Was in Wirtschaft und Politik als avantgardistisch, ja als "revolutionär" (Erhard Eppler) gilt, ist in der Kunst der Moderne ein alter Hut. Schon die Avantgarden um 1900 sagten den Materialschlachten der Salonkünste wie auch der Fortschritts- und Technikgläubigkeit des liberalen Bürgertums Lebewohl. Statt dessen zeigten sie, dass Reduktion, Verzicht und Vereinfachung zu gesteigerter Intensität und besserer Qualität führen können. Ob Kasimir Malewitschs "Schwarzes Viereck" (1915), Giorgio Morandis lakonische Stillleben oder Sophie Taeuber-Arps reduzierte Formsprache – in diesen Fällen ist der von Paech für die Gesellschaft geforderte "Rückbau" im Kunstwerk am Werk. Anstatt sich im hektischen Ausreizen von Möglichkeiten zu ergehen, fokussierten die genannten Künstlerinnen und Künstler auf das, was sie als wesentlich erachteten. Das war gerade nicht die bedingungslose Modernisierung, der Einsatz aller vorhandenen technischen Mittel oder die Aufwendung möglichst vieler Ressourcen. Oft waren die so entstehenden neuen Kunststile auch von der Suche nach einfacheren Lebensstilen begleitet, ob in der niedersächsischen Künstlerkolonie Worpswede oder auf dem Monte Verità im schweizerischen Ascona. Paech, der sich für alternative Kommunen und Selbstversorgung begeistert, dürfte daran Gefallen finden.

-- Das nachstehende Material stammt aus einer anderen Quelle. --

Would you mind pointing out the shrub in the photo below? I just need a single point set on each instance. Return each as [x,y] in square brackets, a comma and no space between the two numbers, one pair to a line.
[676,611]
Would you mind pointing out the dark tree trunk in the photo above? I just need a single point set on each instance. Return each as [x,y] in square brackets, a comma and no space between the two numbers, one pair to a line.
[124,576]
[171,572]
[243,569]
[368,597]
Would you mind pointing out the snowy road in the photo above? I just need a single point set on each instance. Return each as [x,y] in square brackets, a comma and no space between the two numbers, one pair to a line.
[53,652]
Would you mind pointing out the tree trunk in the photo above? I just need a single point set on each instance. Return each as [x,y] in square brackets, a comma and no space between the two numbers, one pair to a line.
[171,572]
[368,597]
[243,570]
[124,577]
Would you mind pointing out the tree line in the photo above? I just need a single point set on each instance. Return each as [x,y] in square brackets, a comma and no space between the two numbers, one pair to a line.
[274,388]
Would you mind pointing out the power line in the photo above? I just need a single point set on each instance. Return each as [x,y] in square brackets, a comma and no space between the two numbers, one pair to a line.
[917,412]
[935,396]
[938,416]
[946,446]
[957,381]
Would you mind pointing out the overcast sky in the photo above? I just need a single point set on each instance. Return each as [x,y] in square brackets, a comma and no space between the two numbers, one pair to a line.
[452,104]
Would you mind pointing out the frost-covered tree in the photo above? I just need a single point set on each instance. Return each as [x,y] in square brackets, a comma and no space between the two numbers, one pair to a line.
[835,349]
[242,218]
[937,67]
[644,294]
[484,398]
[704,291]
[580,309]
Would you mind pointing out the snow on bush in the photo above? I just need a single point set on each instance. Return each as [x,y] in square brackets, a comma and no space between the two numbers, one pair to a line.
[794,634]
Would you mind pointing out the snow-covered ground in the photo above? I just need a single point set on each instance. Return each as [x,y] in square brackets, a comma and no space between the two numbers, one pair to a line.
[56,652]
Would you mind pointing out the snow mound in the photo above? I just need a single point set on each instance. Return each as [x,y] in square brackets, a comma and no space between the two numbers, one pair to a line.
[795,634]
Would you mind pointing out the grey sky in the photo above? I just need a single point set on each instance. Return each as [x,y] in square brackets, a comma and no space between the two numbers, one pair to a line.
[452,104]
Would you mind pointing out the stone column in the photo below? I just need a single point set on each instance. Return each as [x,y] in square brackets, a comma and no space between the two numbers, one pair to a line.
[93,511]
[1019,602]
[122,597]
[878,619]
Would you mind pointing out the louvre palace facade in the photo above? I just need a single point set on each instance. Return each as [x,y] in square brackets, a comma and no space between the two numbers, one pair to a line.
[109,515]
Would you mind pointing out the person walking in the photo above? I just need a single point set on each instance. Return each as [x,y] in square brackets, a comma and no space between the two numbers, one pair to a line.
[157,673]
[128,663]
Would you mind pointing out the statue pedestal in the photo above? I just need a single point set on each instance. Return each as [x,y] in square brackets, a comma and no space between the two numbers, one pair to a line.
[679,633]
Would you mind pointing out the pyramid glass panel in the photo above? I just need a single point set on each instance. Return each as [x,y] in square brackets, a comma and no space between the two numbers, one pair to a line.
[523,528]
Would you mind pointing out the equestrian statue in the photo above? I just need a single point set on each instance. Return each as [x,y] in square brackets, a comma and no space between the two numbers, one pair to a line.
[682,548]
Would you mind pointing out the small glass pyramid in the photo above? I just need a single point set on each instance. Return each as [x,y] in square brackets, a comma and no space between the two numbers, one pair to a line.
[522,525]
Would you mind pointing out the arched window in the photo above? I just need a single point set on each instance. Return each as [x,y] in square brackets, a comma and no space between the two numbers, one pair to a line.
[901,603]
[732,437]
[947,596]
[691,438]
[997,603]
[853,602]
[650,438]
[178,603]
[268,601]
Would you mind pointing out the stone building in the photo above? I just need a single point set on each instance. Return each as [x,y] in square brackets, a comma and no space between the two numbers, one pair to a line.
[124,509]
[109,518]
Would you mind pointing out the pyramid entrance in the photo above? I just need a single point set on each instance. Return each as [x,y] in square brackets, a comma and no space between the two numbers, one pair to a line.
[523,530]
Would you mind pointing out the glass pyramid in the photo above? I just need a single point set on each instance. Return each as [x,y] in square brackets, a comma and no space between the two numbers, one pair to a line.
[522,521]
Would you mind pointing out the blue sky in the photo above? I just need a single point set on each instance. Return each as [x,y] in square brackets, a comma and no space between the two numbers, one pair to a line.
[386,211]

Kurz gesagt, hat die bildende Kunst die "Postwachstumsökonomie" in Form einer "Postwachstumsästhetik" vorweggenommen. Die Herausforderung besteht darin, künstlerische Stile in Lebensstile und formale Ästhetik in eine Ästhetik der Existenz zu übersetzen. Hat sich bildende Kunst in den letzten Dekaden stark an der Ökonomie orientiert, ja deren Modelle, Methoden und Mentalitäten kopiert, stünde ihr heute mehr Selbstbewusstsein gut zu Gesicht. Auch mit Blick auf die Ökonomie gilt, dass Kunst ihrer Zeit, mitunter unwissentlich, oft voraus ist.